Culture and Cognition

Since I am new to this blogging business I am trying it out by stating my most fundamental position about culture and cognition which explains my suspicion of much of the work done in this field. Culture and cognition are always inseparably combined. The processes of cognition and history, though analytically different, do not have a separate existence which can be recovered by ANY method whether developed in psychology or anthropology. The idea that one can obtain data that bypasses "culture" and gets to "nature" is futile. That work has to be done through theoretical reflection.

2 Comments

  • Lucien Dontask 22 December 2007 (00:00)

    Surely, in the case of non-human animals, including (in principle if not in practice) ancient human ancestors or neonates, one can study cognition without culture. So, is there an age in development or a stage in human evolution beyond which studying cognition without culture is not just incomplete but just wrong?

  • Lucien Dontask 22 December 2007 (00:00)
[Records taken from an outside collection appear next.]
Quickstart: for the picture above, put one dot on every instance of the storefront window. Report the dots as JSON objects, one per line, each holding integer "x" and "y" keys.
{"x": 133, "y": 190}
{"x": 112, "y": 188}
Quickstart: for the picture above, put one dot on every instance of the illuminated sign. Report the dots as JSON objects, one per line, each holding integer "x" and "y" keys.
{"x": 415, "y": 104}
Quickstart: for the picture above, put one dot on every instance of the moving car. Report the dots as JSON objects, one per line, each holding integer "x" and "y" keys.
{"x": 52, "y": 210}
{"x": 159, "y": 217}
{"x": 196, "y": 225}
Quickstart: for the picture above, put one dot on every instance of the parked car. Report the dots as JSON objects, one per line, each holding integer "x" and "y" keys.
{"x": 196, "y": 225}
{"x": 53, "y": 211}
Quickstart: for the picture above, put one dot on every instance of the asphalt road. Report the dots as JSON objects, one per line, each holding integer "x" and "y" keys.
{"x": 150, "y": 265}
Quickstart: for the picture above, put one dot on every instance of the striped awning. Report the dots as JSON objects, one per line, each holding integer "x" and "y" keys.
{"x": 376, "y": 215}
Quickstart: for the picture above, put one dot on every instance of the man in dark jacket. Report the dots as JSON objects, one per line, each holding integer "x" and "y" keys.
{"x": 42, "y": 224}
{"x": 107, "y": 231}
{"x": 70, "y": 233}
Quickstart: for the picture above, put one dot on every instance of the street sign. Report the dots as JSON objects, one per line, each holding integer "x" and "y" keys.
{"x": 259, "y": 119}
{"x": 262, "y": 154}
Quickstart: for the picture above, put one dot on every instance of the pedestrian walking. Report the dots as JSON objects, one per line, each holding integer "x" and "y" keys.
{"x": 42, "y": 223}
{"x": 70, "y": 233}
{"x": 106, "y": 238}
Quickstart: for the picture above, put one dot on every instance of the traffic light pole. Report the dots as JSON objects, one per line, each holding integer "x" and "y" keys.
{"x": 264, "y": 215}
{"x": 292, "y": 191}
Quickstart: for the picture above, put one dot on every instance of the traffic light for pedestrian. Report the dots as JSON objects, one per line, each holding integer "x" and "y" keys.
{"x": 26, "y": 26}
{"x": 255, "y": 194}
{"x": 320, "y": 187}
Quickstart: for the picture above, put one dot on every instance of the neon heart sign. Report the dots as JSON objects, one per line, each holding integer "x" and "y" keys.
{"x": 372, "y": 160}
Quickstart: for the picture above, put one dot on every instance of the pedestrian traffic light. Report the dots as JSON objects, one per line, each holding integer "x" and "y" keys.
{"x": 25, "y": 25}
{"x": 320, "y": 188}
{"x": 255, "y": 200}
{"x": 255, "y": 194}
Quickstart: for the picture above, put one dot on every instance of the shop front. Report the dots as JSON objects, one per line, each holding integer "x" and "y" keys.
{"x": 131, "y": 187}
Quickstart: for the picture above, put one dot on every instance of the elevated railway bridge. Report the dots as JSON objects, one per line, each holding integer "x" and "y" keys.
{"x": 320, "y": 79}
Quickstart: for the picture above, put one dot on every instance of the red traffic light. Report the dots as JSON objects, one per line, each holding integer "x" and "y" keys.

    Your point of view can be interpreted in two different ways: 1) There is no way we can distinguish cognition from culture, so we should not even try (quoting you: ”cognition and history, though analytically different, do not have a seperate existence which can be recovered by ANY method”). 2) We should try to disentangle cognition and culture, but only in the armchair. So there is a method by which we can gain access to human nature, but it is not empirical (”That work has to be done through theoretical reflection”). I understand quite well why one would support point of view number 1, but I can’t say I feel the bite of number 2. Which one do you suppport, and, if it is number 2, why is cognition, as opposed to culture and history, accessible to theoretical workers alone?